How to create multiple instances of a static members?

Andreas Pakulat apaku at gmx.de
Sat Feb 11 20:03:02 GMT 2006


On 12.02.06 00:49:03, kitts wrote:
> On Saturday 11 February 2006 17:08 IST, Andreas Pakulat wrote:
> > Then static is the right choice and I don't understand your problem.
> >
> Actually, the way i was looking at it was that; within one process, i have 
> one or more sets of a class's objects. Within each of these sets i want 
> some static objects that remain common to all, however, i do not want these 
> static members across sets.

There's no real "static" objects needed in what you describe. static
members (either variables or functions) are needed if your class
provides functionality that is not bound to a specific instance. 

All you need is a class that models a set, which apart from a list of
contained objects also has this "special" object. 

> > Huh? That won't work I think.

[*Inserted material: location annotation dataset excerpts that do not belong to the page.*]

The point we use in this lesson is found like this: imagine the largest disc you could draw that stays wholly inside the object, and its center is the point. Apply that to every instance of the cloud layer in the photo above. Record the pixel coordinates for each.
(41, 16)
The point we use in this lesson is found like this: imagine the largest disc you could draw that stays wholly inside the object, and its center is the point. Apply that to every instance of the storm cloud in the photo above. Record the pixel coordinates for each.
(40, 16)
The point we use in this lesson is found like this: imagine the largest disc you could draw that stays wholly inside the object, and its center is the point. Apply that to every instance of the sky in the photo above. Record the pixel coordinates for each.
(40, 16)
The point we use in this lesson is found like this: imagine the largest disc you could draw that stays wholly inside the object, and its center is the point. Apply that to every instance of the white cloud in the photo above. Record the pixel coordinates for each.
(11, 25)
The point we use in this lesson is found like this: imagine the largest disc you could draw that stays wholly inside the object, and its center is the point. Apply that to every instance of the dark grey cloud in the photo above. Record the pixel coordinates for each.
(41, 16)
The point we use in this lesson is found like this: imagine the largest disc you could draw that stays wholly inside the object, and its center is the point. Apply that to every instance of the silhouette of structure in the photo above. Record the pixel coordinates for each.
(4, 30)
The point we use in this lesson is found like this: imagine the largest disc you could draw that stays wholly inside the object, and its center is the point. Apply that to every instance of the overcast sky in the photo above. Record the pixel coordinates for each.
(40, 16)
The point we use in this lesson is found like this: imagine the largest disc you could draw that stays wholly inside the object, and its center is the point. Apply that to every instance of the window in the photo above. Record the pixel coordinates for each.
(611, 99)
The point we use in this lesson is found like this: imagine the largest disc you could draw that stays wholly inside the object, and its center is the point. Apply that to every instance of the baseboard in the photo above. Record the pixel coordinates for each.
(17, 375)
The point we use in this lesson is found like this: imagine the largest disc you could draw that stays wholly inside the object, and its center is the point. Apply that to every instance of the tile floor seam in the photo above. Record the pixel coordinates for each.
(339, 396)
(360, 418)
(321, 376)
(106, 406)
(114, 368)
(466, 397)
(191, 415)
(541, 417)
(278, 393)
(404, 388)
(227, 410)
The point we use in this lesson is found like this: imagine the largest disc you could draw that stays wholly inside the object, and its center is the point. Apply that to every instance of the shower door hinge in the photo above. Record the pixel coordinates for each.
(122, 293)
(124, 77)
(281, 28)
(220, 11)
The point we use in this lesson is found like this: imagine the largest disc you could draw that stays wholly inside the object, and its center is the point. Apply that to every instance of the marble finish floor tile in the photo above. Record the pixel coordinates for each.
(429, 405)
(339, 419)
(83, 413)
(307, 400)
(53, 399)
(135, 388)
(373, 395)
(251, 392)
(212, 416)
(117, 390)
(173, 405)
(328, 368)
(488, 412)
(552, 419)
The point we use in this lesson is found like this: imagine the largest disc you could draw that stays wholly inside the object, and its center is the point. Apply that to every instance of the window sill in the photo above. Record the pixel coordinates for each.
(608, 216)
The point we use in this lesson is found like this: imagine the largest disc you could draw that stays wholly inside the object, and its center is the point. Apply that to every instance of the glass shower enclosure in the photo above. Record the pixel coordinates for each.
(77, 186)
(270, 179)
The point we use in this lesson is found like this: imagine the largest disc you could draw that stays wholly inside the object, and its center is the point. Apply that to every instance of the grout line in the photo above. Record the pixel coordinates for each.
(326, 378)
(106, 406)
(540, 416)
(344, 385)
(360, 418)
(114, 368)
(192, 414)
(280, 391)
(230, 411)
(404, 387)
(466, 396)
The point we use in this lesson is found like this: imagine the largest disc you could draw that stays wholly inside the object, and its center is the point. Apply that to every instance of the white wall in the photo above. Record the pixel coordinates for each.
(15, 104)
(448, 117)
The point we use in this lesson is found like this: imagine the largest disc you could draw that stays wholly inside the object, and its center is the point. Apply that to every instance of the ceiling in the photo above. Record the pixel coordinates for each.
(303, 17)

You can't connect a signal just to a
> > function, you need an object and then it's already there.
> 
> From the documentation of QObject, i find two prototypes;
> 
> bool QObject::connect ( const QObject * sender, const char * signal, const 
> QObject * receiver, const char * member ) [static]
> 
> and
> 
> bool QObject::connect ( const QObject * sender, const char * signal, const 
> char * member ) const
> 
> I think the second handles this situation.

No, did you read the description of it? It automatically uses "this" as
the receiver, which means you'd call that from a non-static member
function (or the constructor) of a class.

In static member functions there is no this-pointer.

Andreas

-- 
Excellent day for putting Slinkies on an escalator.